# Reds and Sharks -- Topsail 1/20/13



## MikeHarp (Jan 12, 2012)

Great weekend at Topsail. Packed the car up Saturday, and drove to Destin from Jackson, MS. Spent the weekend at Topsail Hill State Preserve. If you have never been there, consider it for your next camping trip. The preserve's protected dunes and dune lakes are home to dozens of endangered species. On top of it, it is the cleanest campground I have ever visited, and the staff are very friendly, and offer a tram service to the beach.

Got to the beach a bit late sunday morning, about 20 minutes after sunrise. Got some fresh shrimp out on carolina rigs, and immediately caught a nice red. Estimated him to be about 25 inches, but I left the measuring tape in the car, so back he went into the ocean. Enjoyed the beach til about 10am, then headed back to the campsite to reload for the afternoon and get some lunch.

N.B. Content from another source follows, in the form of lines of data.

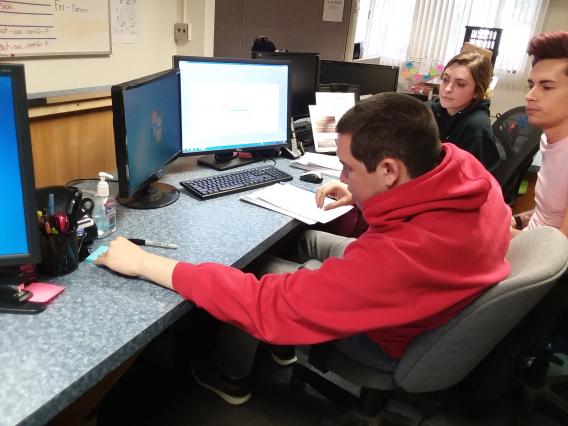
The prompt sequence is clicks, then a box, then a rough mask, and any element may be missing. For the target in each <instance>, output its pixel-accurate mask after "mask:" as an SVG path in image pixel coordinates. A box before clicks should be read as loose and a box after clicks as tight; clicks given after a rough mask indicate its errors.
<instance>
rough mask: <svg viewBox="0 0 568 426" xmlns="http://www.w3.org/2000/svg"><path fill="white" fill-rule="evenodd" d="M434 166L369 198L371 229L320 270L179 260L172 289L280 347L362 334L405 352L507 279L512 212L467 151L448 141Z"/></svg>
mask: <svg viewBox="0 0 568 426" xmlns="http://www.w3.org/2000/svg"><path fill="white" fill-rule="evenodd" d="M444 151H445V155H444V158H443V160H442V162H441V163H440V164H439V165H438V166H437V167H436V168H435V169H434V170H431V171H430V172H428V173H426V174H425V175H422V176H420V177H418V178H416V179H413V180H412V181H410V182H407V183H405V184H403V185H401V186H398V187H396V188H394V189H391V190H388V191H386V192H384V193H381V194H377V195H375V196H374V197H371V198H370V199H369V200H367V202H366V203H365V204H364V206H362V210H363V215H364V217H365V220H366V221H367V223H368V224H369V229H368V231H367V232H366V233H364V234H363V235H362V236H361V237H359V238H358V239H357V240H356V241H355V242H353V243H351V244H350V245H349V246H348V247H347V249H346V250H345V254H344V257H343V258H330V259H328V260H326V261H325V262H324V263H323V265H322V267H321V268H320V269H318V270H315V271H310V270H307V269H300V270H298V271H296V272H294V273H287V274H268V275H265V276H264V277H262V278H261V279H260V280H259V279H257V278H255V277H254V275H252V274H250V273H244V272H242V271H239V270H238V269H235V268H232V267H229V266H223V265H219V264H214V263H203V264H199V265H193V264H188V263H182V262H180V263H178V264H177V265H176V267H175V269H174V272H173V276H172V281H173V286H174V288H175V290H176V291H177V292H178V293H179V294H181V295H182V296H183V297H184V298H186V299H189V300H192V301H194V302H195V303H196V304H197V306H199V307H202V308H204V309H206V310H207V311H208V312H209V313H211V314H212V315H214V316H215V317H217V318H218V319H220V320H221V321H225V322H228V323H230V324H233V325H236V326H237V327H240V328H242V329H243V330H245V331H247V332H248V333H250V334H252V335H253V336H255V337H257V338H259V339H261V340H264V341H267V342H271V343H275V344H315V343H321V342H325V341H329V340H334V339H339V338H342V337H347V336H351V335H355V334H359V333H363V332H366V333H367V334H368V335H369V336H370V337H371V338H372V339H373V340H374V341H376V342H377V343H378V344H379V345H380V346H381V347H382V348H383V350H385V351H386V352H387V353H388V354H389V355H390V356H391V357H393V358H400V357H401V356H402V355H403V354H404V351H405V349H406V347H407V346H408V344H409V343H410V341H411V340H412V339H413V338H414V337H415V336H417V335H419V334H420V333H422V332H424V331H426V330H428V329H431V328H434V327H437V326H439V325H441V324H444V323H445V322H447V321H448V320H450V319H451V318H452V317H454V316H455V315H457V314H458V313H459V312H460V311H461V310H462V309H463V308H464V307H465V306H466V305H468V304H469V303H470V302H471V301H472V300H474V299H475V298H476V297H477V296H479V294H480V293H481V292H483V290H485V289H487V288H488V287H490V286H492V285H494V284H495V283H497V282H499V281H500V280H502V279H503V278H505V277H506V276H507V275H508V274H509V271H510V268H509V265H508V263H507V262H506V261H505V253H506V251H507V248H508V246H509V224H510V217H511V211H510V209H509V207H508V206H507V205H506V204H505V203H504V202H503V196H502V195H501V190H500V188H499V185H498V183H497V182H496V181H495V179H493V177H492V176H491V175H490V174H489V173H488V172H487V171H486V170H485V169H484V168H483V166H482V165H481V164H480V163H479V162H478V161H477V160H475V158H474V157H473V156H471V155H470V154H469V153H467V152H465V151H462V150H460V149H459V148H457V147H455V146H454V145H452V144H444Z"/></svg>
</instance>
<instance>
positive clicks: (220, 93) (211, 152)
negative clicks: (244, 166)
mask: <svg viewBox="0 0 568 426" xmlns="http://www.w3.org/2000/svg"><path fill="white" fill-rule="evenodd" d="M174 65H175V66H176V67H177V68H179V71H180V94H181V125H182V153H183V154H214V155H215V157H205V158H200V160H199V161H200V162H201V163H203V164H206V165H208V166H211V167H214V168H216V169H219V170H224V169H227V168H232V167H237V166H239V165H242V163H243V161H242V157H236V158H234V160H239V161H238V162H237V161H231V160H230V159H231V158H232V157H233V156H232V155H231V153H234V152H238V151H255V150H269V149H273V148H280V147H282V146H285V145H286V144H287V142H288V140H289V138H290V127H289V125H290V104H289V94H290V93H289V92H290V70H289V67H290V63H289V62H282V61H267V60H252V59H236V58H202V57H191V56H174ZM250 160H253V159H250ZM245 162H246V161H245Z"/></svg>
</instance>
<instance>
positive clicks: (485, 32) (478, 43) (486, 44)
mask: <svg viewBox="0 0 568 426" xmlns="http://www.w3.org/2000/svg"><path fill="white" fill-rule="evenodd" d="M502 32H503V30H502V29H501V28H487V27H472V26H469V25H467V26H466V27H465V35H464V38H463V41H464V43H471V44H474V45H476V46H479V47H482V48H484V49H488V50H491V52H493V55H492V56H491V64H492V65H493V68H495V61H496V60H497V55H498V54H499V43H501V33H502Z"/></svg>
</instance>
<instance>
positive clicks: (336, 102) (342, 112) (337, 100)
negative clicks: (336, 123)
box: [316, 92, 355, 118]
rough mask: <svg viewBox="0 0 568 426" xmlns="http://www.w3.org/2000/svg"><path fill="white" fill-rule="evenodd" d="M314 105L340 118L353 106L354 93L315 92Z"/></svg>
mask: <svg viewBox="0 0 568 426" xmlns="http://www.w3.org/2000/svg"><path fill="white" fill-rule="evenodd" d="M316 105H317V106H321V107H326V108H329V109H331V110H333V111H334V113H335V115H336V116H339V117H340V118H341V117H342V116H343V114H345V113H346V112H347V110H348V109H349V108H352V107H353V106H355V93H353V92H316Z"/></svg>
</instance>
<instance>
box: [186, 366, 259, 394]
mask: <svg viewBox="0 0 568 426" xmlns="http://www.w3.org/2000/svg"><path fill="white" fill-rule="evenodd" d="M191 375H192V376H193V378H194V380H195V381H196V382H197V383H198V384H199V385H200V386H202V387H204V388H205V389H209V390H210V391H213V392H215V393H216V394H217V395H219V396H220V397H221V398H223V399H224V400H225V401H227V402H228V403H229V404H232V405H241V404H244V403H245V402H247V401H248V400H249V399H250V397H251V393H250V391H249V389H248V386H247V385H246V383H245V382H246V379H231V378H229V377H227V376H226V375H224V374H223V373H222V372H221V371H219V369H218V368H217V367H216V366H215V365H214V364H213V363H212V362H208V361H205V360H199V359H194V360H193V361H192V363H191Z"/></svg>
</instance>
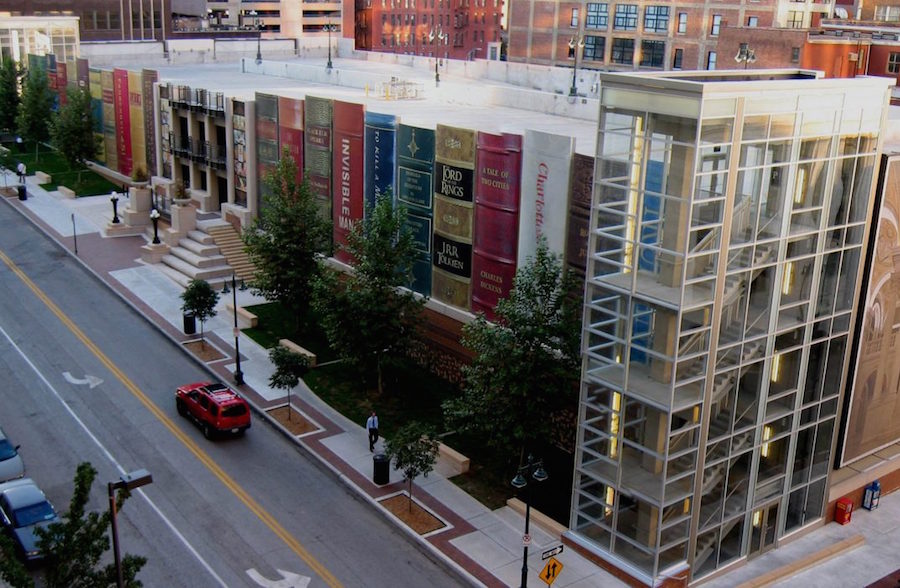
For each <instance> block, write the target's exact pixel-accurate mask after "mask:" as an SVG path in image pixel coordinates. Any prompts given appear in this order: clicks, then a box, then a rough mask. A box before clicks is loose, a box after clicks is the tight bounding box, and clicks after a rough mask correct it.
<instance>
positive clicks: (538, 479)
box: [510, 454, 549, 588]
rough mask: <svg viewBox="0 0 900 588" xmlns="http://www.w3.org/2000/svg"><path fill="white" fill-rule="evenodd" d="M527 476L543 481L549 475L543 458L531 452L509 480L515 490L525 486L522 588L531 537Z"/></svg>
mask: <svg viewBox="0 0 900 588" xmlns="http://www.w3.org/2000/svg"><path fill="white" fill-rule="evenodd" d="M529 476H530V477H532V478H534V480H535V481H536V482H543V481H544V480H546V479H547V478H548V477H549V476H548V475H547V471H546V470H545V469H544V460H542V459H535V458H534V456H532V455H531V454H529V455H528V463H526V464H525V465H523V466H519V470H518V471H517V472H516V477H515V478H513V479H512V482H510V484H512V486H513V488H516V489H517V490H521V489H522V488H526V490H525V537H523V538H522V543H523V544H524V547H523V549H524V552H523V554H522V588H527V586H528V542H530V540H531V537H530V536H529V535H528V526H529V523H530V522H531V500H530V498H531V487H530V486H529V485H528V477H529ZM526 538H527V539H526Z"/></svg>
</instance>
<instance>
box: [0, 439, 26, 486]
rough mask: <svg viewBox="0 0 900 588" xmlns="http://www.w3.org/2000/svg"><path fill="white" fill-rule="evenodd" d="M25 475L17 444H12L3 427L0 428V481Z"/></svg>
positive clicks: (14, 478)
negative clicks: (16, 444)
mask: <svg viewBox="0 0 900 588" xmlns="http://www.w3.org/2000/svg"><path fill="white" fill-rule="evenodd" d="M24 475H25V464H24V463H22V457H21V456H20V455H19V446H18V445H13V444H12V443H11V442H10V440H9V438H7V436H6V433H4V432H3V429H0V482H6V481H8V480H15V479H16V478H21V477H22V476H24Z"/></svg>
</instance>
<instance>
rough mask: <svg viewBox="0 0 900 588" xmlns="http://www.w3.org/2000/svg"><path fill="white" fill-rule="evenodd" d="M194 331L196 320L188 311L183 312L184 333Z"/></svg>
mask: <svg viewBox="0 0 900 588" xmlns="http://www.w3.org/2000/svg"><path fill="white" fill-rule="evenodd" d="M196 332H197V320H196V319H195V318H194V315H193V314H191V313H189V312H186V313H184V334H185V335H193V334H194V333H196Z"/></svg>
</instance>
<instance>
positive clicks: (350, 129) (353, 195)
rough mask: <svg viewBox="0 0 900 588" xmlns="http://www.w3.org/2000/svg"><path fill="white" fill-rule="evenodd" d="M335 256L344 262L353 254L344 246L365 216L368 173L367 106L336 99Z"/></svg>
mask: <svg viewBox="0 0 900 588" xmlns="http://www.w3.org/2000/svg"><path fill="white" fill-rule="evenodd" d="M333 112H334V158H333V163H332V169H333V170H334V199H333V202H332V206H333V210H334V217H333V219H332V221H333V223H334V228H333V235H334V245H335V248H334V257H335V259H337V260H338V261H341V262H343V263H352V262H353V258H352V257H351V255H350V254H349V253H348V252H347V251H346V250H345V249H344V247H346V245H347V237H348V236H349V235H350V231H352V230H353V225H354V224H356V223H357V222H358V221H359V220H361V219H362V217H363V199H364V198H363V178H364V177H365V152H364V151H365V150H364V146H363V139H364V137H365V109H364V108H363V105H362V104H354V103H352V102H342V101H340V100H335V101H334V111H333Z"/></svg>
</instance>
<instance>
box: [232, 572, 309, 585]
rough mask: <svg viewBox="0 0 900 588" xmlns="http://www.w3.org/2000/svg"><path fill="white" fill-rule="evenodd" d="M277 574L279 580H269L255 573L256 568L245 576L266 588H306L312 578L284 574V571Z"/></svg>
mask: <svg viewBox="0 0 900 588" xmlns="http://www.w3.org/2000/svg"><path fill="white" fill-rule="evenodd" d="M277 572H278V573H279V574H281V578H282V579H281V580H270V579H268V578H266V577H265V576H263V575H262V574H260V573H259V572H257V571H256V568H250V569H249V570H247V575H248V576H250V579H251V580H253V581H254V582H256V583H257V584H259V585H260V586H265V587H266V588H306V587H307V586H309V583H310V581H312V578H309V577H308V576H301V575H300V574H295V573H293V572H285V571H284V570H277Z"/></svg>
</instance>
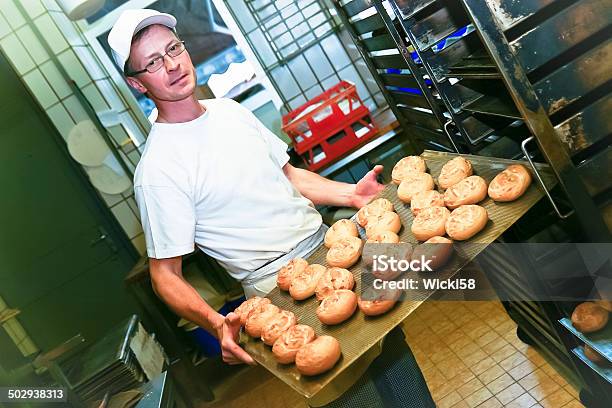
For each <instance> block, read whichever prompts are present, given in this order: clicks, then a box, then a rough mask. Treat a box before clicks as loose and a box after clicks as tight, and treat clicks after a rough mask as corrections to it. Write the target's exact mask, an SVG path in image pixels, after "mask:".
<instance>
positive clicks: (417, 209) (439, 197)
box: [410, 190, 444, 217]
mask: <svg viewBox="0 0 612 408" xmlns="http://www.w3.org/2000/svg"><path fill="white" fill-rule="evenodd" d="M428 207H444V197H443V196H442V194H440V193H439V192H438V191H436V190H427V191H421V192H420V193H416V194H415V195H413V196H412V200H410V210H411V211H412V215H414V216H415V217H416V216H417V215H418V214H419V211H421V210H422V209H423V208H428Z"/></svg>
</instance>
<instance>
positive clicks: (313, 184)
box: [283, 163, 384, 208]
mask: <svg viewBox="0 0 612 408" xmlns="http://www.w3.org/2000/svg"><path fill="white" fill-rule="evenodd" d="M382 170H383V166H380V165H378V166H374V169H372V170H370V171H369V172H368V173H367V174H366V175H365V176H364V177H363V178H362V179H361V180H359V182H357V184H348V183H342V182H339V181H333V180H329V179H326V178H325V177H322V176H320V175H318V174H316V173H313V172H311V171H308V170H305V169H300V168H296V167H293V166H292V165H291V164H289V163H287V164H285V166H284V167H283V172H284V173H285V176H287V178H288V179H289V181H291V184H293V185H294V186H295V188H297V190H298V191H299V192H300V193H301V194H302V195H303V196H304V197H306V198H308V199H309V200H310V201H312V202H313V204H315V205H333V206H337V207H355V208H361V207H363V206H364V205H366V204H367V203H369V202H370V201H371V200H372V199H373V198H374V196H376V195H377V194H378V193H380V192H381V191H382V189H383V188H384V185H382V184H379V183H378V181H376V177H377V176H378V175H379V174H380V173H381V172H382Z"/></svg>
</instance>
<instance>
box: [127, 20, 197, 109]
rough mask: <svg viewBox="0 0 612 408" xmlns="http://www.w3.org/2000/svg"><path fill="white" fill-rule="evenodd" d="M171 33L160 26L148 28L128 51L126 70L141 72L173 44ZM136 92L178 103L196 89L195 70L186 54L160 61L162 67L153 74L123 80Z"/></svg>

Got back out to the beach around 2, put out the shrimp and yakked the shark rig out, caught several more reds throughout the afternoon, all big boys...over the slot. Around 4 we caught a nice shark, about 4.5' long. Sunset was magnificient...as always. Right around dark the clicker started going crazy on the penn 6/0, hooked into a nice shark! Was happy to put one of my friends, a saltwater fishing virgin, onto a nice shark! (he's the one on the far left in the pic of us standing next to the shark.) We got the hook out, Gathered around for a picture, and after about 10 seconds of reviving, the shark was on his way back out into the surf.






























After putting the shark rig back out, we caught several more reds after dark. We decided to call it quits around 19:30 (had to catch the last bit of the ravens game). As we were packing up, the 6/0 started screaming again! I got to reel this one in, and after a nice fight, we got him in. Removed the hook, got a nice picture of my his jaws, and back to the ocean he went, no reviving needed whatsoever! An excellent way to end the day.



















Overall a great trip. Can't wait to get back to South Walton.:thumbsup:


----------



## jakec (Oct 14, 2010)

nice man! thats a long way to drive to go fishing.


----------



## MikeHarp (Jan 12, 2012)

We spent the night saturday and sunday, and spent all day monday! totally worth it!


----------



## aquatic argobull (Mar 2, 2009)

Good to know that they're biting. I'm going to try this weekend


----------



## DAWGONIT (Jan 16, 2009)

WTG Mike & crew; thanks for sharing your report & pics.
You certainly made some memories for sure.

Catch 'em up.


----------



## bigassredfish (Apr 3, 2011)

Looks like an awesome trip! Nice report


----------